Bei meinen Kollegen gab es viele Bücher und Statuetten – man denke an Freuds Büro in der Berggasse 19 –, Antiquitäten, Perser-Teppiche, afrikanische Masken an den Wänden. Allerlei Pflanzen, darunter bevorzugt Orchideen, beruhigende Landschaftsmalerei et cetera. Einige Therapeuten waren Kunstsammler, Maler oder Bildhauer und stellten ihre Sammlungen, Kunstwerke oder Mitbringsel von fernen Reisen zur Schau. Das Hauptanliegen besonders der traditionellen Psychoanalytiker ist, eine Atmosphäre zu schaffen, in der sich der Patient entspannen kann, aber zur gleichen Zeit dazu angeregt wird, seine Gedanken in freier Assoziation schweifen zu lassen. Die Couch ist fast immer da, aber man legt sich nur noch selten flach hin.

In manchen Praxen hatte ich ein so behagliches Gefühl, als säße ich in Mutters Schoss. Dann wiederum gab es auch sehr spartanische, funktional wirkende, fast kalte Raume. An solchen Orten hatte ich das Gefühl, ich könnte mich nirgendwo verstecken. Ich stellte mir vor, dass der Patient keine andere Wahl hat, als tief aus sich selber zu schöpfen, um den sterilen Raum mit etwas Lebendigem – seinem brodelnden Inneren – auszufüllen: Gefühle, Geschichten, Erinnerungen, Fantasien. Als ich einen dieser Therapeuten fragte, was es mit diesem Minimalismus auf sich habe, bemerkte er lapidar: "Der Patient soll durch nichts abgelenkt werden".

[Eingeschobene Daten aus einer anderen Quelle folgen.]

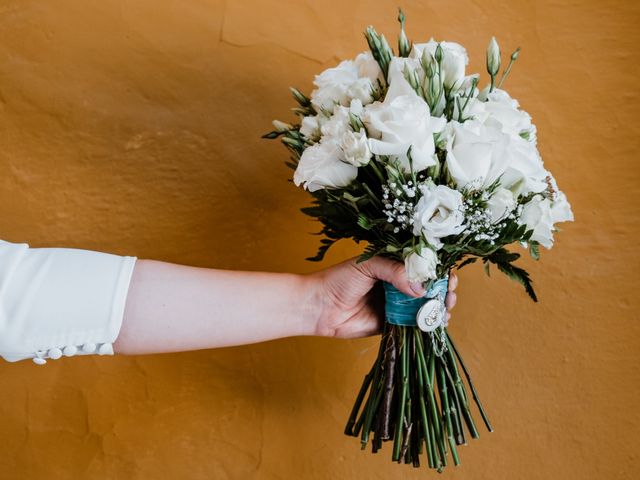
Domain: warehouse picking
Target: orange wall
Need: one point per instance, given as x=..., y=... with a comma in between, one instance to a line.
x=133, y=127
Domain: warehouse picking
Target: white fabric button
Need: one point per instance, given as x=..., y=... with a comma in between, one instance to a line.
x=430, y=315
x=105, y=349
x=55, y=353
x=70, y=350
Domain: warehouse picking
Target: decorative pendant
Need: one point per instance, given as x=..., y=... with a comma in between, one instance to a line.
x=430, y=316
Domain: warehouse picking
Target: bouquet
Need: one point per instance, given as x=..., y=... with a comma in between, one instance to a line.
x=404, y=151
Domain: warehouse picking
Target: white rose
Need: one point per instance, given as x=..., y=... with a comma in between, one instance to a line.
x=501, y=204
x=561, y=209
x=454, y=59
x=438, y=213
x=356, y=148
x=421, y=265
x=332, y=85
x=350, y=79
x=476, y=154
x=540, y=214
x=321, y=167
x=401, y=123
x=536, y=215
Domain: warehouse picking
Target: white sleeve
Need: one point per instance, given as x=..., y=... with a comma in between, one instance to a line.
x=60, y=301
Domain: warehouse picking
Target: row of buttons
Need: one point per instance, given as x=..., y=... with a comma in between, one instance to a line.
x=70, y=350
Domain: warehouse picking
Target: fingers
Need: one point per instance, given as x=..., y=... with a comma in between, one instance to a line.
x=453, y=281
x=450, y=300
x=390, y=271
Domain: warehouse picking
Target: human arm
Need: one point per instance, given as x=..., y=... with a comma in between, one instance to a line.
x=172, y=307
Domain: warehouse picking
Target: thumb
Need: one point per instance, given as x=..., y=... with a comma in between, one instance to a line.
x=391, y=271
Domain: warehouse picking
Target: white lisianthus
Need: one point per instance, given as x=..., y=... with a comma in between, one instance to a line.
x=525, y=172
x=321, y=167
x=368, y=67
x=336, y=125
x=501, y=204
x=421, y=264
x=503, y=111
x=401, y=123
x=493, y=57
x=350, y=79
x=310, y=127
x=477, y=154
x=356, y=148
x=540, y=214
x=438, y=213
x=454, y=60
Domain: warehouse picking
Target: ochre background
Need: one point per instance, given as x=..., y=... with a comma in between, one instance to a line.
x=134, y=127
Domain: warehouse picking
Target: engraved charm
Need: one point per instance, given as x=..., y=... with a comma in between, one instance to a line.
x=430, y=316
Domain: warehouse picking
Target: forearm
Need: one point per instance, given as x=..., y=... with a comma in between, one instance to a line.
x=173, y=307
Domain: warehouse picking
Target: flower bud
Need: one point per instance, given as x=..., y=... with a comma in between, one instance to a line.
x=420, y=264
x=404, y=47
x=439, y=54
x=281, y=126
x=355, y=147
x=493, y=57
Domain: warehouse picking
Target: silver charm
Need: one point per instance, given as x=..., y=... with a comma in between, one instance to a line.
x=430, y=316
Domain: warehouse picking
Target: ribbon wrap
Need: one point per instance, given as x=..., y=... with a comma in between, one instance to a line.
x=401, y=309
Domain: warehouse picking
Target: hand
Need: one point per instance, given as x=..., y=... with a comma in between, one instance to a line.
x=352, y=300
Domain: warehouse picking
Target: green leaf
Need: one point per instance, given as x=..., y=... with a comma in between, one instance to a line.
x=364, y=222
x=534, y=250
x=272, y=135
x=467, y=262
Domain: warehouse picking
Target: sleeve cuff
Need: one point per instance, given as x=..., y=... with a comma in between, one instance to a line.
x=60, y=301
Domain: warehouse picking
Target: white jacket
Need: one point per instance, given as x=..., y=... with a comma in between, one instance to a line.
x=60, y=301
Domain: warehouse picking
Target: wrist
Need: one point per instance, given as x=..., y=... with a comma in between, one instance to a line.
x=310, y=302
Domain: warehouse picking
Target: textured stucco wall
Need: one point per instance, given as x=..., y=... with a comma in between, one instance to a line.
x=133, y=127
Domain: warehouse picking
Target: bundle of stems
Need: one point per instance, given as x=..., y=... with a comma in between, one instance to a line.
x=416, y=398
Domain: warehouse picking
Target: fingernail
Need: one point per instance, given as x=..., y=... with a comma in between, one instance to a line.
x=417, y=288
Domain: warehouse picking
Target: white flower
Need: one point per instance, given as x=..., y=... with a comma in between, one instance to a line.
x=540, y=214
x=401, y=123
x=356, y=148
x=321, y=167
x=454, y=59
x=476, y=154
x=368, y=67
x=493, y=57
x=421, y=265
x=338, y=123
x=350, y=79
x=525, y=172
x=438, y=213
x=501, y=204
x=310, y=127
x=504, y=113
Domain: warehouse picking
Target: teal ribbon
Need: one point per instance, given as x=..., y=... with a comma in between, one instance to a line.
x=402, y=309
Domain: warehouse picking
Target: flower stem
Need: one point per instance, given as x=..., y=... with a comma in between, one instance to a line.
x=476, y=398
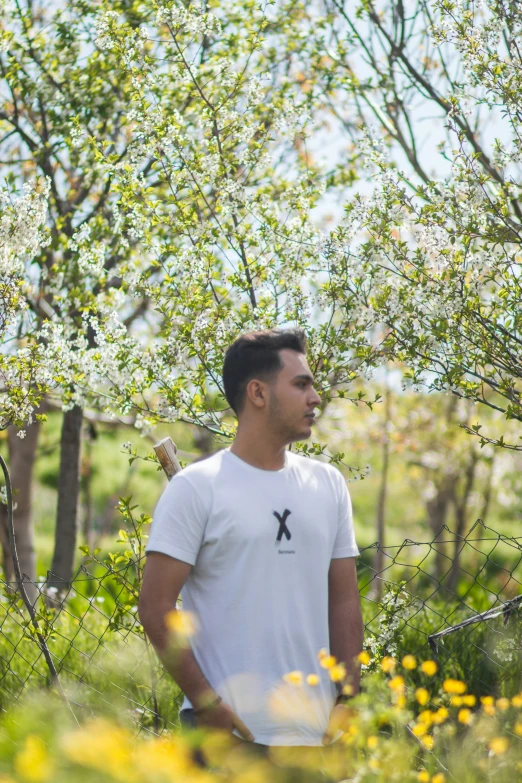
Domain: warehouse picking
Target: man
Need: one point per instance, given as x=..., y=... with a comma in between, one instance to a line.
x=260, y=542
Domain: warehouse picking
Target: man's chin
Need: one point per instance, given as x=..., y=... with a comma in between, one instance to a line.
x=303, y=435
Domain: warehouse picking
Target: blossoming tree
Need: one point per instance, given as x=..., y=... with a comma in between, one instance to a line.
x=429, y=98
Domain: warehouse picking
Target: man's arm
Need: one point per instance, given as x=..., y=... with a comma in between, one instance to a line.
x=345, y=617
x=163, y=578
x=346, y=634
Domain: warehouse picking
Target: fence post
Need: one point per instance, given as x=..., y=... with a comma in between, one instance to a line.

Wie sich in den Ihre Bilder begleitenden Geschichten zeigt, unterscheiden sich nicht nur die Möblierung, sondern auch die Zugänge und die Methodik ihrer Kollegen teilweise massiv. Was macht heutzutage einen guten Seelenklempner aus?

Für mich sind Psychotherapeuten eine Mischung von Wissenschaftlern, Humanisten, Künstlern, Dichtern und Zauberern. Manche von ihnen entfalten eine seltsame Art von zwischenmenschlicher Energie, die sich nicht definieren lässt. Diese Faszination und Neugier an dem Beruf dienten mir als Triebfedern zur Umsetzung meines Projekts. Ich glaube, dass die Voraussetzung, ein guter Therapeut zu werden, in einem genuinen Interesse am Menschen liegt. In einer empfindlichen Wahrnehmung von Emotionen, der eigenen und der des Patienten und einer Bereitschaft, die eigenen Gefühle und die von anderen zuzulassen und zu erforschen.

Die Fähigkeit zum wertfreien Zuhören ist extrem wichtig. Das berühmte Credo des brillanten Wiener Psychoanalytikers, Theodor Reik, "Hören mit dem dritten Ohr", hat nach wie vor seine Gültigkeit. Ein begabter Therapeut horcht intuitiv in seine eigenen Gefühle hinein, um die des Patienten besser zu verstehen. Dazu ist es am besten, wenn der Therapeut selber in Therapie war, damit er seine unbewussten Konflikte nicht auf den Patienten überträgt. Es ist so, wie mir ein Mentor mal erklärt hat: "Ein Therapeut, der nie selber in Therapie war, ist wie ein Schwimmlehrer, der nicht schwimmen kann."

"Fifty Shrinks"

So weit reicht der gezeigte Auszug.